Michigan budget deal may be near
Michigan House Speaker Matt Hall addresses reporters at the State Capitol in Lansing on Tuesday. (Ben Solis/Michigan Advance photo)
While firm details are scarce, Michigan’s respective legislative leaders and the state’s budget office signaled Tuesday that they have a framework for a deal on the 2026-27 fiscal year budget.
An agreement was not far off, House Speaker Matt Hall, R-Richland Township, said during a news conference, indicating that if the deal was agreed to Tuesday, it would allow the House and Senate appropriations committees to set departmental spending targets.
The state’s budget office also confirmed Tuesday that a framework was in place.
Hall said the respective parties worked through the Juneteenth holiday on Friday and through Father’s Day on Sunday to get that framework in place. Hall claimed that his maneuvering last week moved things along.
The speaker had said previously that he had worked to talk about budget items with State Budget Director Jen Flood while Gov. Gretchen Whitmer was on an overseas economic mission, but because Flood wasn’t initially authorized to talk about the budget, there was no way to move forward with Whitmer’s team until the governor returned to Michigan.
Hall said he had posited that he would work to strike a budget deal with Senate Majority Leader Winnie Brinks, D-Grand Rapids, instead if Whitmer’s team wasn’t authorized to deal with the budget in her absence.
That all changed quickly when Hall, on the evening of June 18, posted to social media that the parties were back at the negotiating table.
“I think it’s back on track where we can do it with the governor,” Hall said. “That’s my preference, to do the deal with the governor, and with Leader Brinks. That’s easier, but everyone needs to be authorized to talk about the budget.”
Hall shared few details about the framework other than saying that a deal exists, as to not break the confidence of the negotiations.
Brinks spokesperson Rosie Jones also confirmed with Michigan Advance that a framework was in place.
There was no mention, however, whether that meant a framework for the entire budget or just pieces of it, including the education budgets that fund K-12 schools and higher education.
The state’s schools are particularly on edge awaiting movement on the budget from state appropriators, as they set their base budgets in the summer months before the school year begins in the fall.

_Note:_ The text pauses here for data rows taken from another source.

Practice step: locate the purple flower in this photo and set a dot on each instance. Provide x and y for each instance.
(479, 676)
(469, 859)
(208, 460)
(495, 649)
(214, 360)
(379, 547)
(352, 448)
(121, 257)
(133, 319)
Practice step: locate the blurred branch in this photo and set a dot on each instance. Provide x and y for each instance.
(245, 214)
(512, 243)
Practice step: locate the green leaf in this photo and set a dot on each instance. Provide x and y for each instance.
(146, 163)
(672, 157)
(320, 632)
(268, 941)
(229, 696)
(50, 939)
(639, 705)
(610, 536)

Michigan has a statutory July 1 budget deadline — the target for the governor to have a final budget signed — which was passed in 2019 and took effect in 2020 to move the budget process earlier and ensure schools knew how much state funding they would receive each year.
Lawmakers and legislative majorities of both Democrats and Republicans have routinely blown through that deadline when hard budget fights have come to pass, often aiming for the constitutional Oct. 1 deadline for a budget to be in place for the next fiscal year.
Hall’s team and Brinks’ team have relayed to the Advance that they were still hopeful to meet that deadline.
Although Hall could not share details on spending targets, he has said that there was room for negotiations on both the budget and on policy as separate tracks, but said that the Legislature could do both at the same time.
Hall has proposed a multi-billion dollar elimination of the state’s property tax as one of his key policy areas that he wants to get across the finish line along with a budget deal. He has vowed to make that math work with proposed cuts and a set of luxury service taxes. Hall has similarly been opposed to a budget flushed with what he has deemed to be “pork spending” and continues to focus on cutting what he has called “waste, fraud and abuse” from the state budget — focusing on so-called “ghost employees” and a plan to bring state workers back to Lansing after Michigan allowed government employees to work from home during and after the pandemic.
Meanwhile, the Democratic-led Senate remains focused on ensuring that free school meals for all kids are included in the new budget, reforms to the state’s Freedom of Information Act that would open the Legislature and the governor’s office to the act’s auspices and a Michigan Voting Rights Act to address protections in the federal Voting Rights Act which have been substantially weakened by recent U.S. Supreme Court decisions.
Hall said Tuesday that he was willing to let his Democratic colleagues in both the Senate and the House net some of their policy wins if they agree to accept his policy priorities, too.
But when the Advance asked Hall if that could include FOIA, Hall said it would not. The speaker has been adamantly opposed to the Senate’s push to open the Legislature and the governor’s office to FOIA, and said he wouldn’t consider it as part of a two-part policy and budget deal.
While some were optimistic about the budget’s progress, Progress Michigan remained skeptical.
“We won’t hold our breath,” Progress Michigan Executive Director Justin Mendoza said in a statement after Hall’s news conference.